OVER a third of homeowners in the south west are worried it would cost them more than £5,000 to repair flood damage to their property.

A survey conducted by Vuba, released in the wake of Storm Henk, revealed that about 39 per cent of residents in the region fear spending that sum on repairs.

Vuba's findings suggest a significant lack of flood preparedness in south west homes.

The government has announced that flood-affected households in given regions can apply for up to £500 cash assistance.

This financial aid might, however, not be adequate given the extent of the damages.

More than half (57 per cent) of South West residents believe that flood damage will cost them over £500.

Homeowners in the south west are also concerned about long-term effects of flood damage.

Almost a fifth fear that their property's value will dwindle due to the adverse impacts of floods.

Somerset County Gazette: People wade through flood water in Loughborough (Callum Parke/PA)

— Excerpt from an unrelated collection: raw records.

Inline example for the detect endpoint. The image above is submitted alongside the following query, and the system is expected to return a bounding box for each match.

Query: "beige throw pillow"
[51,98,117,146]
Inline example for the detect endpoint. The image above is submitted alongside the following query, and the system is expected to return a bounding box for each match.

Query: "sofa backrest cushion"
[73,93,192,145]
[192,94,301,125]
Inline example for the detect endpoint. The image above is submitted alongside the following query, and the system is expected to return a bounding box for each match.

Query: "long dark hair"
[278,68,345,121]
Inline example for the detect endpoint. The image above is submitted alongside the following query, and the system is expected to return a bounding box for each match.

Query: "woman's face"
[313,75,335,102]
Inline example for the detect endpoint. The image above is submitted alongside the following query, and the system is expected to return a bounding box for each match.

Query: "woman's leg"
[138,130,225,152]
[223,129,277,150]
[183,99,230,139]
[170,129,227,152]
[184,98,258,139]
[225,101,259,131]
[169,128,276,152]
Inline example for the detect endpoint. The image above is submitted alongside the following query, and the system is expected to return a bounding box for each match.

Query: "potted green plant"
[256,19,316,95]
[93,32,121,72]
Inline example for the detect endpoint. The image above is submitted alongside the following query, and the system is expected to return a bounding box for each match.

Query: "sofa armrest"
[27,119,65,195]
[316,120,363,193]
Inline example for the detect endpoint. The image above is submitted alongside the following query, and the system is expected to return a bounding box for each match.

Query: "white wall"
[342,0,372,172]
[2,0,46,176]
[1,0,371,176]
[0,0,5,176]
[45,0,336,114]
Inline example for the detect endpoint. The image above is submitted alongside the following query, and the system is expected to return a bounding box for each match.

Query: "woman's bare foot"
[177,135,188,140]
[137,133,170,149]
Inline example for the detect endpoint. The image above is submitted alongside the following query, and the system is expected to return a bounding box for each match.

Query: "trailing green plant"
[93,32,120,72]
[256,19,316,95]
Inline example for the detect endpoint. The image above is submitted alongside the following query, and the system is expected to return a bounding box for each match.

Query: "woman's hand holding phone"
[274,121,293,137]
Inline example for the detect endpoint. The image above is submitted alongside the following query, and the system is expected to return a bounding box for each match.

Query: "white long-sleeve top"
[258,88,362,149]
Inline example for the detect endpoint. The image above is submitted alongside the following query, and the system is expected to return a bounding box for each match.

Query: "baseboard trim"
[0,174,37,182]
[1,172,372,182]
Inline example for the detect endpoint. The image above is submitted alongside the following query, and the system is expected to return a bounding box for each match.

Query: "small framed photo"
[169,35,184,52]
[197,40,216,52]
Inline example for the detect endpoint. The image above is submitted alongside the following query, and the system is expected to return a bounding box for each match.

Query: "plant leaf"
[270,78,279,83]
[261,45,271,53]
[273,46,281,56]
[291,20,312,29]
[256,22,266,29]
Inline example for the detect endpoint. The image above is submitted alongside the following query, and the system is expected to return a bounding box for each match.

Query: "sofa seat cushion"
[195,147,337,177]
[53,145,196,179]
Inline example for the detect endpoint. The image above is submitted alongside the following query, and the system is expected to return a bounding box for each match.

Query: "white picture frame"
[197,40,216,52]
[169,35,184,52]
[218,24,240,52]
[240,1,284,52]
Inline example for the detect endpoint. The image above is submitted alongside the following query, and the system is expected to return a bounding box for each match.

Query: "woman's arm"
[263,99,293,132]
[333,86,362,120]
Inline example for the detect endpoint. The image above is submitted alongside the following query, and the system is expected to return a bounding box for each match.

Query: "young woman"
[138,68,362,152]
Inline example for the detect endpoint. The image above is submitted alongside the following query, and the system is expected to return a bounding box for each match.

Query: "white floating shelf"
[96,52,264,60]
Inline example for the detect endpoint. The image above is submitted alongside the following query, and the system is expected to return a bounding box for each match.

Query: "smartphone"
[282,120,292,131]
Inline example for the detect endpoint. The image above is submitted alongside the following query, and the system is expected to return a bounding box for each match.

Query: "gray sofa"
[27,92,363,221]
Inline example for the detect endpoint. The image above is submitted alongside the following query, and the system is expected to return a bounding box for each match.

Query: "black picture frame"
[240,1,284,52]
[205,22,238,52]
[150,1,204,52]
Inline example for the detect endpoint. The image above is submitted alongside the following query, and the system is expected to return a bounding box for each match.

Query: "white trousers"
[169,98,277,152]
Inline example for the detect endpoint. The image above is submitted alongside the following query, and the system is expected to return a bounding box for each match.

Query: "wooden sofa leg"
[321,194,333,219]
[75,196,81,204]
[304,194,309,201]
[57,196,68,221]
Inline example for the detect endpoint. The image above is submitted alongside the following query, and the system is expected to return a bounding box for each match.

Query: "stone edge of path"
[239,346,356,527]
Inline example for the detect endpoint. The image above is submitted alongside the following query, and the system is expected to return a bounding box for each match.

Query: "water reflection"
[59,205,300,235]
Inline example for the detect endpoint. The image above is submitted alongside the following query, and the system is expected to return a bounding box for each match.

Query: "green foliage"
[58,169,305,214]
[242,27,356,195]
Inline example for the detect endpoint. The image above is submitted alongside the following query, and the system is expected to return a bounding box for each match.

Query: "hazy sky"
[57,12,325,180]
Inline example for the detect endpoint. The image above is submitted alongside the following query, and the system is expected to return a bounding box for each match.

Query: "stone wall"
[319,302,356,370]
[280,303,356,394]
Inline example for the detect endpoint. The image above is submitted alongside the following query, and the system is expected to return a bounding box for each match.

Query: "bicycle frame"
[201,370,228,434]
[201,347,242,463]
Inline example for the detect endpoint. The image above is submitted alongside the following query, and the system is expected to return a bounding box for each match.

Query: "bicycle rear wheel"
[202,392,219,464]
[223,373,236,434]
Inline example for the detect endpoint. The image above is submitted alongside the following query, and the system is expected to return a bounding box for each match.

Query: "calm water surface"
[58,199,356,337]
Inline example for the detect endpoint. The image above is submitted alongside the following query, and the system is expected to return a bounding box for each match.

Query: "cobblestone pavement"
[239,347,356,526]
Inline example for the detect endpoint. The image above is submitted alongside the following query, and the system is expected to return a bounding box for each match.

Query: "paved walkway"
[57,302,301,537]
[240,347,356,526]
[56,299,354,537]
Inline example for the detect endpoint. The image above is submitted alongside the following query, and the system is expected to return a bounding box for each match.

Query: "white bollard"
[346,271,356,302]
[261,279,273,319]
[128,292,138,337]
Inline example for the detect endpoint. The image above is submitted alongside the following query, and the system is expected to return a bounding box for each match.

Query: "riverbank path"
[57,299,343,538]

Vuba submitted a Freedom of Information request to the Environmental Agency about flood risk management projects receiving funding.

Its findings indicate a decline in money set aside to manage flood risk in the south west.

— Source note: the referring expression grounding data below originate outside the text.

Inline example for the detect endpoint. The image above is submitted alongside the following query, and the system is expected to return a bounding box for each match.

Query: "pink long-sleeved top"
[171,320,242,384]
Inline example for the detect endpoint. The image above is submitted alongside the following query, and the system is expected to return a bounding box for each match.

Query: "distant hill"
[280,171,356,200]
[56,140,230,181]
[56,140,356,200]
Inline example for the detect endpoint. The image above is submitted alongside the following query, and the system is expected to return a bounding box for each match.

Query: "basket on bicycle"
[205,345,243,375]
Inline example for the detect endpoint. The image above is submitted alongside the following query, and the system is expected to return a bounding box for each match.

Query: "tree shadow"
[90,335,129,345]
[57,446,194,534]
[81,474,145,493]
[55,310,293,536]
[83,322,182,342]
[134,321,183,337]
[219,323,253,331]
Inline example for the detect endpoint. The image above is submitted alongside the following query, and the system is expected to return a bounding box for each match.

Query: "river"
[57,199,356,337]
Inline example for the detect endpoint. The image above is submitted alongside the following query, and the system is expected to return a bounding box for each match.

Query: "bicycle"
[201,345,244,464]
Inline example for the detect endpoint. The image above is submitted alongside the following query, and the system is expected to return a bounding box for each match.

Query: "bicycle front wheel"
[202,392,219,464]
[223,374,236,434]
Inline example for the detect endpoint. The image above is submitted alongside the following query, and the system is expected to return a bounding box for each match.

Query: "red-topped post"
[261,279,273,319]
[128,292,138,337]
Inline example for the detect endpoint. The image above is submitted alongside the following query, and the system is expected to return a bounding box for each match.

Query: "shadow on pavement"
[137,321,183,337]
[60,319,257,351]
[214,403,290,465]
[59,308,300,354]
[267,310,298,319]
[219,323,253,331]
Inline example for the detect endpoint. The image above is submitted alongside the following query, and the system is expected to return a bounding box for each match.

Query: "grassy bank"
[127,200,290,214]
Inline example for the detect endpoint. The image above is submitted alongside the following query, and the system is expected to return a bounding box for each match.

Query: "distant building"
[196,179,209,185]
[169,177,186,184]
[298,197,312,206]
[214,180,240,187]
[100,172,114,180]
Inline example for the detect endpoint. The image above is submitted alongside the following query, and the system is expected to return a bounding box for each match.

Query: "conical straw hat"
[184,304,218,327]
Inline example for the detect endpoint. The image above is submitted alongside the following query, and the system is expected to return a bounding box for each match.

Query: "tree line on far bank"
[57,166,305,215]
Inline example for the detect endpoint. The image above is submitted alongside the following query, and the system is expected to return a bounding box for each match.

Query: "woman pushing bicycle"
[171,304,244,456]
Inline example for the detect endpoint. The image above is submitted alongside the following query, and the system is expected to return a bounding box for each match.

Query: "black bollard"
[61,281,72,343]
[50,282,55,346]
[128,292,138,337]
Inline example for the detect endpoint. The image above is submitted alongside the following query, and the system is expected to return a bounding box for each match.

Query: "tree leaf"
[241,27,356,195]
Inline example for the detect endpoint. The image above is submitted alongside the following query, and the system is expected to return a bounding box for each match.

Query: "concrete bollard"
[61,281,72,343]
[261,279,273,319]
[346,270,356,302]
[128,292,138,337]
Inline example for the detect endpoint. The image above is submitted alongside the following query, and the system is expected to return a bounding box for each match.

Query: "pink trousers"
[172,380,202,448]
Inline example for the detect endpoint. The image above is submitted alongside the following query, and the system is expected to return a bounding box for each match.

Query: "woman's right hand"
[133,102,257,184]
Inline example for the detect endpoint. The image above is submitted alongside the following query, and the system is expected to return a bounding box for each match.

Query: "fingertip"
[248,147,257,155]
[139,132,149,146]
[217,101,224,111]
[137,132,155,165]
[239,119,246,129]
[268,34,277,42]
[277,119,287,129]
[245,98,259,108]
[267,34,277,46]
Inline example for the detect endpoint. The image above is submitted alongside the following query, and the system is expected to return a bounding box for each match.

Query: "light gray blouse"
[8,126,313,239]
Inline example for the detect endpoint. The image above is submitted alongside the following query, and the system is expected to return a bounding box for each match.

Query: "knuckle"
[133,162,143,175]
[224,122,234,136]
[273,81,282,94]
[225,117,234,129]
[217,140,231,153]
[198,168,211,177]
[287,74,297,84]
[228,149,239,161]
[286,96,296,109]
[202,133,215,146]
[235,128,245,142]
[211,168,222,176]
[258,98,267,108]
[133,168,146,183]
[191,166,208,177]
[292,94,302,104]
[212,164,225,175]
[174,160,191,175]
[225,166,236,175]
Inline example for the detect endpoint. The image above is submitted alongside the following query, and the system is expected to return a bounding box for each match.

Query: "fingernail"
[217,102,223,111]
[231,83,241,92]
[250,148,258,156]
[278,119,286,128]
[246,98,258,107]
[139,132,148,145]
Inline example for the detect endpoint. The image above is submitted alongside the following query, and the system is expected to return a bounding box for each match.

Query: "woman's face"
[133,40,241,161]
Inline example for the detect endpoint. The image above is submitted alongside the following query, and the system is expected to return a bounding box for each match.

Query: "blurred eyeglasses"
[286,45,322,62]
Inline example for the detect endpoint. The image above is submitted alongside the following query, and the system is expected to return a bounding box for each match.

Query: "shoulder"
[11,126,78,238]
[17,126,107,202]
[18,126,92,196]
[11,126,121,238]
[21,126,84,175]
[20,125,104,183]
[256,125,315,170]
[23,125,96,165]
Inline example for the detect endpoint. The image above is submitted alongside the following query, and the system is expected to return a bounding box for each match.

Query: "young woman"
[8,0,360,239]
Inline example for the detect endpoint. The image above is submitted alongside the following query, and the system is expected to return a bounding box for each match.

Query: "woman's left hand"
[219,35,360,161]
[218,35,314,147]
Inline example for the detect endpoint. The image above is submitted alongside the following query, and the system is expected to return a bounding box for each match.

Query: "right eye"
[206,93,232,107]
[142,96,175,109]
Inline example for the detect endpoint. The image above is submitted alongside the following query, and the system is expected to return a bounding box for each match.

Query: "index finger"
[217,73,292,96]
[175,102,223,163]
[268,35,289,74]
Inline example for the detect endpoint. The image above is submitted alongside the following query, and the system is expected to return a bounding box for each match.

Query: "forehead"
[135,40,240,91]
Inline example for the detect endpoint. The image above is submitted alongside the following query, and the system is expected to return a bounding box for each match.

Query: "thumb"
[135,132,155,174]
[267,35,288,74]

The allocation dropped by 5.7 per cent from £111.9 million in 2022/2023 to just £105.5 million for 2023/2024.

Somerset, among all the South West counties, has received the highest amount - a massive £40.9 million for projects meant to boost flood resilience.

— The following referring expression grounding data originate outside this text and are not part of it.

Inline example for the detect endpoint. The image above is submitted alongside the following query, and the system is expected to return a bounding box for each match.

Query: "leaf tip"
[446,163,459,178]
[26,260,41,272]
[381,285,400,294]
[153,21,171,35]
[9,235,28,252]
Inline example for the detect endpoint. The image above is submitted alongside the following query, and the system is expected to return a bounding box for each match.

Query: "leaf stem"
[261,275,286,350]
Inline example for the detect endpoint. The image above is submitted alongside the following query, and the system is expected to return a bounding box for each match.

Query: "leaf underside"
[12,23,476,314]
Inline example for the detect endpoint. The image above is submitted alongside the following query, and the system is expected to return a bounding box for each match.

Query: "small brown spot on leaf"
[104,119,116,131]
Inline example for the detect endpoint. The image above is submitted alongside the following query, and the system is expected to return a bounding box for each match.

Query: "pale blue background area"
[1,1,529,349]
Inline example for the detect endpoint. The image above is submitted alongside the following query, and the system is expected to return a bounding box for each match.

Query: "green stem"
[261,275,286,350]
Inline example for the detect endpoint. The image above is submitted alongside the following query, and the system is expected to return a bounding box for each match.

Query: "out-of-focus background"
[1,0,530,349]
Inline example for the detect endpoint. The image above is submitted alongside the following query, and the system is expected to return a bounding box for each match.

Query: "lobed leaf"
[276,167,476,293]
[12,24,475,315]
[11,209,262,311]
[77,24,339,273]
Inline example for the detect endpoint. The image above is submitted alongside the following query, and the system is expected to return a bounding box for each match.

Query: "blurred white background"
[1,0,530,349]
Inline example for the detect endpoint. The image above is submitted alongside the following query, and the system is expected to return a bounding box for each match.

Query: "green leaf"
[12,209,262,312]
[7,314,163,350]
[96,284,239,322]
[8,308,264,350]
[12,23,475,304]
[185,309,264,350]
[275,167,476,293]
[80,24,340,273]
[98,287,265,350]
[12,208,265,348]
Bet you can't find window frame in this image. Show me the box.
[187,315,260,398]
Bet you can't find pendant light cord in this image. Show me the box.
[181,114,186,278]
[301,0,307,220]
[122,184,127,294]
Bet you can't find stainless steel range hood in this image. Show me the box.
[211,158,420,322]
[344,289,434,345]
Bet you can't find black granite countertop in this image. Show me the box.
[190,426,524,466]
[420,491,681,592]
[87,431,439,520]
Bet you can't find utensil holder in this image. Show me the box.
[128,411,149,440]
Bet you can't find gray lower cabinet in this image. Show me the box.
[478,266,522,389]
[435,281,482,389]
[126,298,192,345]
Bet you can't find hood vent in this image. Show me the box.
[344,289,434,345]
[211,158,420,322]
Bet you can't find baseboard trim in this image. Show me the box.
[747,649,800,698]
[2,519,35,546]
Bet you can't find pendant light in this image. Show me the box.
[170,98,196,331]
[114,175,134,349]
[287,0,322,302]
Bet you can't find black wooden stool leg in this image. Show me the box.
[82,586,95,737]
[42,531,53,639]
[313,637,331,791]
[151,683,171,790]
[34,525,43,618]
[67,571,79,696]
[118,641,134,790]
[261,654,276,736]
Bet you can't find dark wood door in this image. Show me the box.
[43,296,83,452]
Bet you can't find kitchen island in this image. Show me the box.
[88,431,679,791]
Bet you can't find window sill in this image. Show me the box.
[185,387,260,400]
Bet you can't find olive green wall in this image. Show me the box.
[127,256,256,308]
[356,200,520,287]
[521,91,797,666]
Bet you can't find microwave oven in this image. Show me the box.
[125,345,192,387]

Nationally, overall funding showed negligible change, increasing by 0.2 per cent from £836 million to £838 million.

Reflecting on the survey's findings, Vuba CEO, Sean Scott said: "For most of us, our home is our greatest asset, and it is concerning that so many homeowners in the south west fear they would have to spend significant amounts to repair flooding damages.

"The lack of flood defence mechanisms in the region is especially concerning as climate change is causing more frequent and more intense downpours, leaving homeowners at risk."

Mr Scott noted that one cost-effective method to buffer homes against floods is using permeable surfaces in outdoor areas.

This aids in ground water absorption during rainfall, reducing chances of flooding and subsequent damaging.

Mr Scott stressed: "While the Government has taken note of this and is demanding that all new developments incorporate permeable surfaces to reduce flooding risk, more needs to be done to raise consumer awareness of this effective flood prevention tool."